# RIU attitude will give you 15% on seed sales brought there way



## nickbbad (Nov 11, 2009)

Hey I just thought I would let RIU know of attitudes new affiliate program. Since I think most of the seeds that people buy are from attitude on this site I thought I would let you all know about this as 15% of sales that you bring there way would definitely bring in some money your way. Anyways just thought I would let you know.
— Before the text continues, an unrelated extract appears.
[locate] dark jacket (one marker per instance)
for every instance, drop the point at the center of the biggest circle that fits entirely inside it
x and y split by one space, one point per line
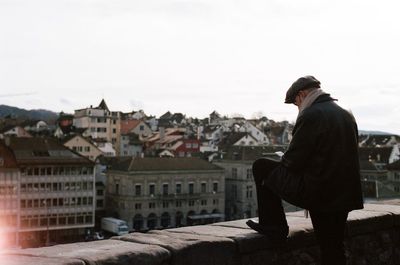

Feel free to hook me up with something if you decide to do it!  
http://www.cannabis-seeds-bank.co.uk/cannabis-seeds-affiliates/info_16.html


----------



## Cronic The Hemp Hog (Nov 11, 2009)

nice...thanks for the heads up


----------



## drumbum3218 (Nov 12, 2009)

Damn, in that case, everyone who will be buying seeds from attitude, please put me down as your referal.


----------



## resinraider (Nov 12, 2009)

all u ppl reading this thinking that they r gonna save 15%, ur not... its for RIU to sign with them and have a direct link from RIU to attitude... RIU will make 15% of all sales we buy from kliking on the link located on RIU(if they go forward with this) ... great idea for RIU, u should PM a mod about this... but for us comsumers, it does not effect us or save us $... hopefully RIU will take sum of that profit and invest it in the site to make it better and or developing phone apps... or pehaps making a small donation to legit weed protesters like NORMAL or contest give aways.. perhaps a trip to the canabis cup!!! haha, ya rite!


----------



## potroastV2 (Nov 14, 2009)

I despise Attitude seed bank, I have tried to talk to you and your staff several times but with no luck. You spam our users and refuse to pay advertising. I have not once nor will I ever recommend your seed bank to RIU users. I do not believe you offer a safe environment for Rollitup members.


----------